With all the hullabaloo surrounding the new Boost 148 rear axle standard, one could be tempted to think that was the only way to accomplish goals like improved wheel stiffness, more clearance and ideal chain lines, all while remaining lightweight.
Well, Scott Quiring thought differently, and he managed the hat trick without it, using off the shelf standards to create a 29+ bike with an insanely short chainstay of just 17″…with 29×3.0 tires!
Here’s how he did it…
Two of his booth bikes had this set up, so you’ll see pics of these two mixed together to illustrate the design.
He stared with a 157mm rear thru axle, something that’s been around for DH bikes for years. “What 157 lets you do is have a true dishless wheel,” Quiring said, “putting even spoke tension and angles on both sides of wheel. Scott Quiring says they measured it and it gives a true 25% increase in stiffness over a 135/142 spaced rear wheel.”
The tricksy part is that it still has a standard 73mm bottom bracket shell, so it uses standard cranks and maintains a standard Q-factor. However, to get the chainline out to 57mm so it’s inline with the wider cassette placement, he simply switches the chainring to the outside of the spider.

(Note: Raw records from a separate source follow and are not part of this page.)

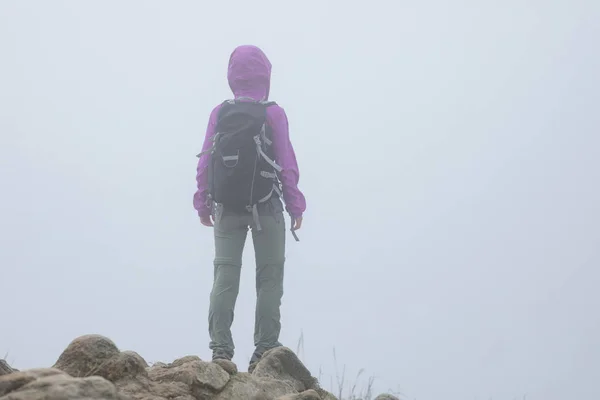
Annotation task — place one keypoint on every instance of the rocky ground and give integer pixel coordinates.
(93, 368)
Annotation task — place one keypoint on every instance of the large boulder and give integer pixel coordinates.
(203, 379)
(244, 386)
(92, 367)
(282, 364)
(306, 395)
(52, 384)
(85, 355)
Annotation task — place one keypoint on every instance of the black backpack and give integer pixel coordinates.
(242, 171)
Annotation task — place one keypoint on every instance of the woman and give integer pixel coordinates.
(249, 76)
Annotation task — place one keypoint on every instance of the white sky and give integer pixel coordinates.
(448, 153)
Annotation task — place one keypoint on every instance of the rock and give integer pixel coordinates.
(86, 354)
(5, 368)
(16, 380)
(244, 386)
(306, 395)
(203, 379)
(282, 364)
(325, 395)
(55, 385)
(386, 396)
(228, 366)
(125, 365)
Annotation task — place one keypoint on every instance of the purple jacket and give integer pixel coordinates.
(249, 75)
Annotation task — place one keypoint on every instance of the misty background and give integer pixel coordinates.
(448, 152)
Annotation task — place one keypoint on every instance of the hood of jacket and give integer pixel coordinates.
(249, 73)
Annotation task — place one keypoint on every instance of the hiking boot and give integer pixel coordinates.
(252, 367)
(228, 365)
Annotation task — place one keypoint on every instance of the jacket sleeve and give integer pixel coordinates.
(286, 158)
(200, 204)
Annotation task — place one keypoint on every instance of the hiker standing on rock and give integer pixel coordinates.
(246, 168)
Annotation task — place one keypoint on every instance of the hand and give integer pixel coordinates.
(207, 220)
(297, 224)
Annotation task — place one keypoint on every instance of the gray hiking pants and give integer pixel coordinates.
(230, 232)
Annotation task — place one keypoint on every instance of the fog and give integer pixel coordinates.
(448, 153)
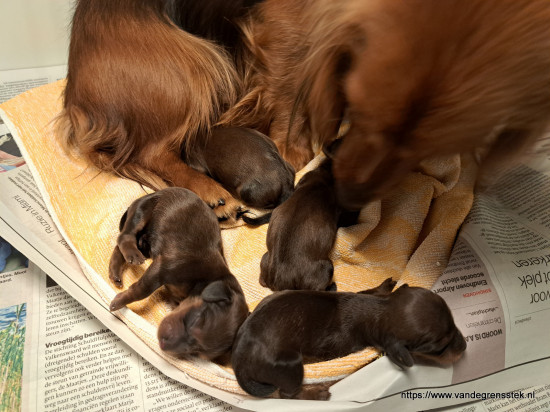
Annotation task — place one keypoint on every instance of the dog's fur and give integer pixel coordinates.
(301, 235)
(181, 234)
(408, 324)
(418, 78)
(245, 162)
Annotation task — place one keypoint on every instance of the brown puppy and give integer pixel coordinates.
(301, 235)
(181, 234)
(418, 78)
(246, 163)
(288, 326)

It’s a simple hack of using a triple chainring spider, then just mounting a 104bcd narrow/wide chainring on the outside of the spider where the big ring would normally go. He ground down the granny gear mounts to tidy up appearances.
“They didn’t have to come up with boost 148,” he says. “They could have just used existing standards and accomplished the same goals.”
The only potential issue could be heel clearance on the chainstay for some riders. Otherwise we thing it’s a pretty clever concept!
The bike with the matte Whisky fork and red decals can go as short as a 17″ chainstay even with 29×3.0 tires. In addition to creating his own chainstay yoke and the clearance provided by the wider drivetrain placement, clearance is added by bending the seat tube.
It even has an Angleset so he can adjust the head angle to the trails at hand.
The rest of his booth could be summed up as all-fat-all-the-time. This fat bike tandem was joined by…
…a 29+ tandem.
This travel fat bike has 190mm rear spacing, but can also be set up as a 29+ in the warmer months.
Yep, frame couplers means this fat bike is ready to be packed into a trunk or one really, really big suitcase. The shift cables both have inline threaded couplers, and the rear brake hose runs through these opposing guides so it can simply be unbolted from either end (lever or caliper is removed) and quickly pulled loose from the other end of the bike.
Everything’s custom, and Ti frames start at $2,700. Steel at $1,600.